TIKLAYIN - Dünya genelinde en sıcak haziran ayı yaşandı
İş verimliliği kaybı artabilir
Küresel ısıtma, ısı stresini ve aşırı hava olaylarını daha yaygın hale getiriyor.
Çin, Hindistan ve Amerika Birleşik Devletleri (ABD) başta olmak üzere son günlerde dünyanın farklı bölgelerinde etkisini gösteren aşırı sıcaklar, insan sağlığını etkilemesinin yanı sıra işçilerin çalışmasını da güçleştiriyor.
Uluslararası Çalışma Örgütü (ILO) verilerine göre, ısı stresi nedeniyle dünyada iş verimliliği kaybı 1995'teki yüzde 1,4 seviyesinden 2030'da yüzde 2,2'ye çıkacak. Bu oran, aşırı sıcaklık kaynaklı iş gücü kaybının 35 yılda yüzde 57 artacağı anlamına geliyor.
* Fotoğraf: Canva.
"Bugün çalışmak için çok sıcak!"
ILO'nun Working on a Warmer Planet (Daha Sıcak Bir Gezegende Çalışmak) raporundan öne çıkan bulgular şöyle:
Isı stresi fenomeni, vücudun fizyolojik zarara uğramadan tolere edebileceğinden daha fazla alınan ısıyı ifade eder. Isı stresi özellikle tarım ve inşaat gibi açık havada çalışan işçileri etkiler. Bu, dünya genelindeki 1 milyar tarım işçisi ve 66 milyon tekstil işçisi (çoğu klima olmadan fabrikalarda ve atölyelerde çalışmak zorunda olanlar) için ciddi bir sorun.
Aynı durum temizlik işleri, acil onarım çalışmaları, ulaşım, turizm ve spor gibi sektörlerde çalışan işçiler için de geçerli.
39°C'nin üzerindeki sıcaklıklar öldürebilir.
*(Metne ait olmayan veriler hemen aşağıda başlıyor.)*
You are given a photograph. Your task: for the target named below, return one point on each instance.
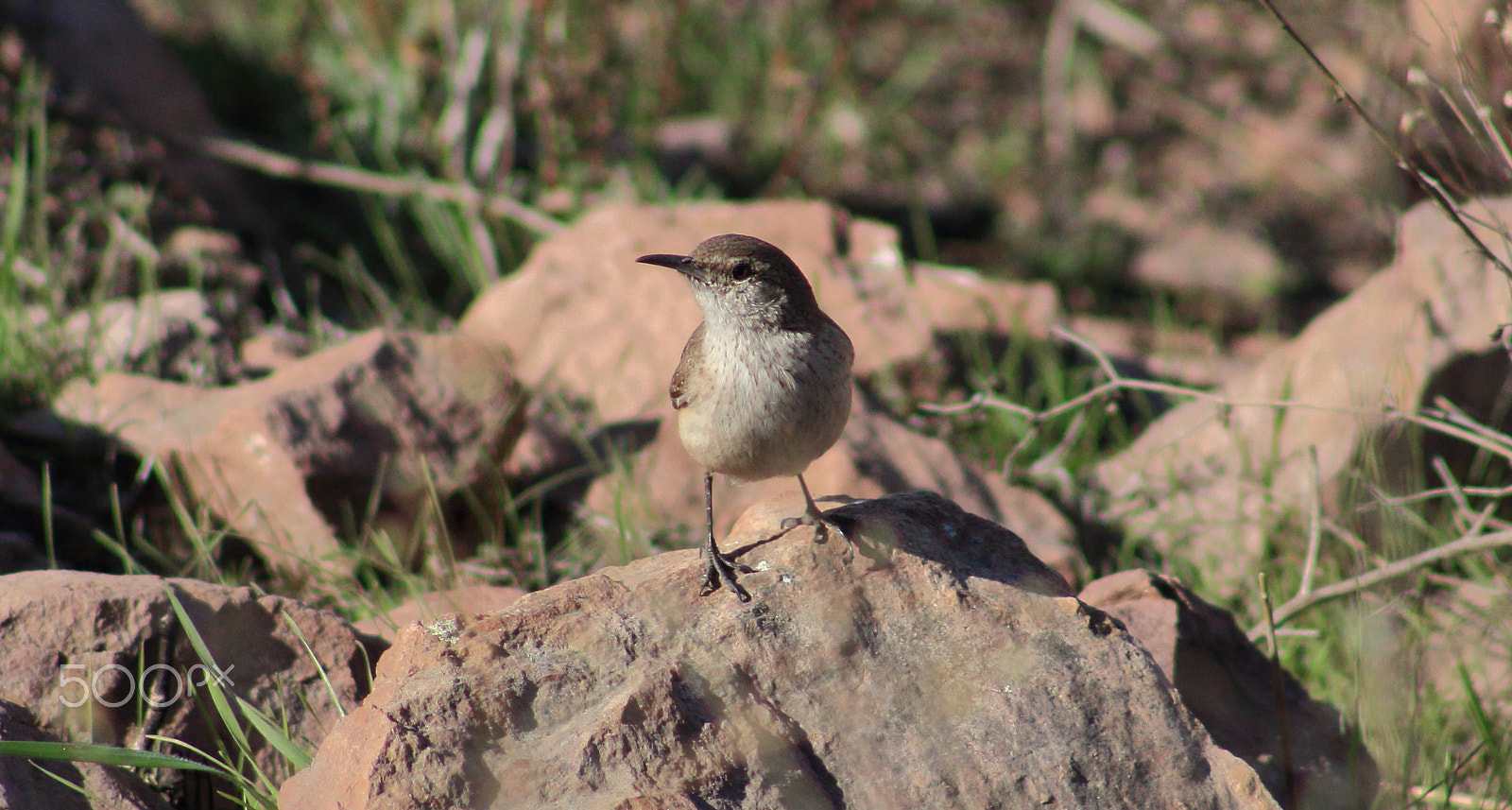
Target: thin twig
(1418, 176)
(386, 184)
(1314, 524)
(1391, 570)
(1278, 686)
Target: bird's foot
(722, 575)
(821, 529)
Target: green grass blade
(102, 754)
(297, 756)
(218, 697)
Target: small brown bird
(764, 384)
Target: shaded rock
(1229, 686)
(1209, 479)
(468, 600)
(23, 782)
(586, 315)
(25, 526)
(662, 486)
(279, 458)
(942, 666)
(108, 630)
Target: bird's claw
(722, 575)
(821, 531)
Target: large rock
(1209, 479)
(75, 647)
(280, 457)
(581, 312)
(942, 666)
(1231, 688)
(42, 784)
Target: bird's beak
(680, 264)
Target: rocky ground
(219, 464)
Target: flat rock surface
(941, 666)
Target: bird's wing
(687, 369)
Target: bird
(764, 384)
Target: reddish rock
(25, 784)
(425, 608)
(277, 458)
(1210, 478)
(1231, 688)
(108, 630)
(942, 666)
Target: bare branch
(1391, 570)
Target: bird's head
(741, 280)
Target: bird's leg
(720, 572)
(814, 517)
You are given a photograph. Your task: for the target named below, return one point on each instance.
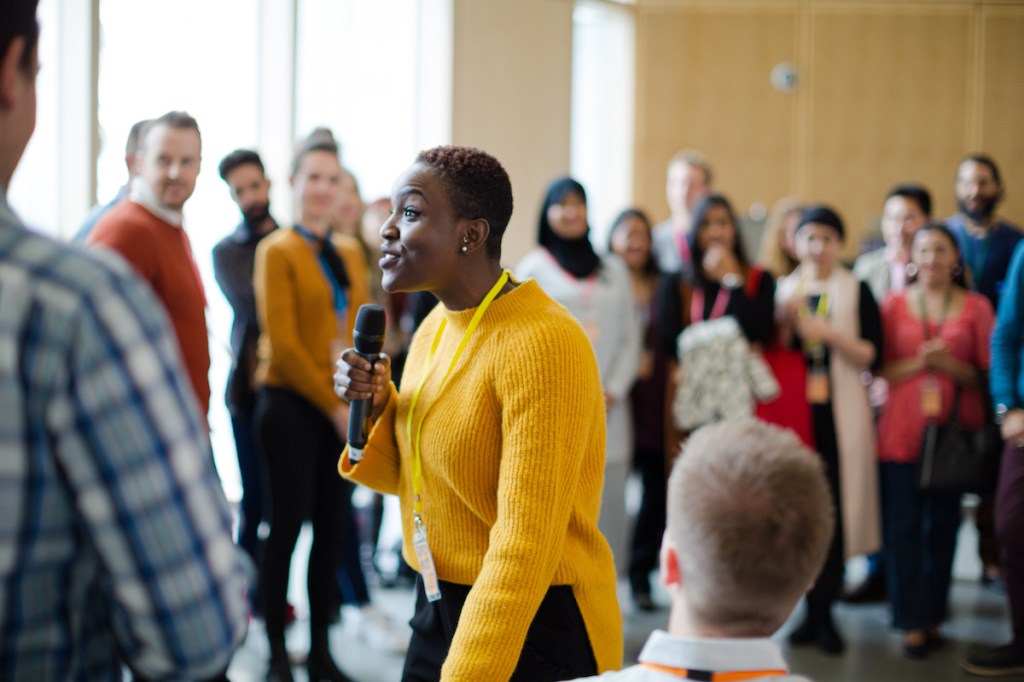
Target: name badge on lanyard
(426, 560)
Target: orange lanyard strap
(708, 676)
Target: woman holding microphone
(495, 444)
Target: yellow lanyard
(816, 349)
(691, 674)
(414, 435)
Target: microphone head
(371, 324)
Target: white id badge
(426, 561)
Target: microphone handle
(358, 416)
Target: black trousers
(829, 582)
(556, 648)
(302, 450)
(650, 519)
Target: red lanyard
(717, 310)
(709, 676)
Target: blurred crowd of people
(685, 332)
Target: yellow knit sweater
(513, 462)
(297, 321)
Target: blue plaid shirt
(115, 536)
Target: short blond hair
(773, 256)
(691, 158)
(751, 516)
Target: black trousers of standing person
(302, 448)
(556, 648)
(650, 519)
(829, 582)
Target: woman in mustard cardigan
(495, 444)
(308, 285)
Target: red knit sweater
(161, 255)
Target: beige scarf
(851, 412)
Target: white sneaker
(377, 630)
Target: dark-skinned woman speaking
(495, 445)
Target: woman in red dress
(936, 341)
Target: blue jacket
(995, 253)
(1008, 339)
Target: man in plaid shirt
(115, 535)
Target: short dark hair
(707, 203)
(321, 139)
(986, 161)
(914, 193)
(173, 120)
(960, 278)
(477, 185)
(820, 214)
(17, 18)
(239, 158)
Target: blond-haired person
(750, 522)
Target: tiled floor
(978, 616)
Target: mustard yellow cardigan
(297, 322)
(513, 462)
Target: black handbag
(957, 460)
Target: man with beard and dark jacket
(986, 241)
(986, 244)
(232, 265)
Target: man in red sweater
(146, 230)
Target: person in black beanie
(827, 312)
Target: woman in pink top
(936, 339)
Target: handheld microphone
(369, 338)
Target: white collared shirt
(141, 194)
(705, 653)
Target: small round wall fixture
(784, 77)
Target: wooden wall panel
(511, 96)
(890, 91)
(704, 83)
(1003, 97)
(888, 101)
Ancak ölümlerin olmadığı durumlarda bile, bu tür sıcaklıklar birçok insanın çalışamamasına veya az "verimle" çalışmasına neden olabilir. Bazı işçi grupları, ısı stresinin etkilerini daha düşük sıcaklıklarda yaşadıkları için diğer işçilerden daha savunmasız olabilir. Özellikle yaşı ilerleyen işçiler, yüksek sıcaklık seviyelerine karşı daha düşük fizyolojik dirence sahip. Ayrıca ısı stresi, insanların göç etmelerine neden olabilecek faktörlerden biri.
Güney Asya ve Batı Afrika
2030 yılına gelindiğinde, dünya genelindeki toplam çalışma saatlerinin kaybı yüzde 2'den daha fazla olacak. Çünkü işçilerin çalışması için hava çok daha sıcak olacak.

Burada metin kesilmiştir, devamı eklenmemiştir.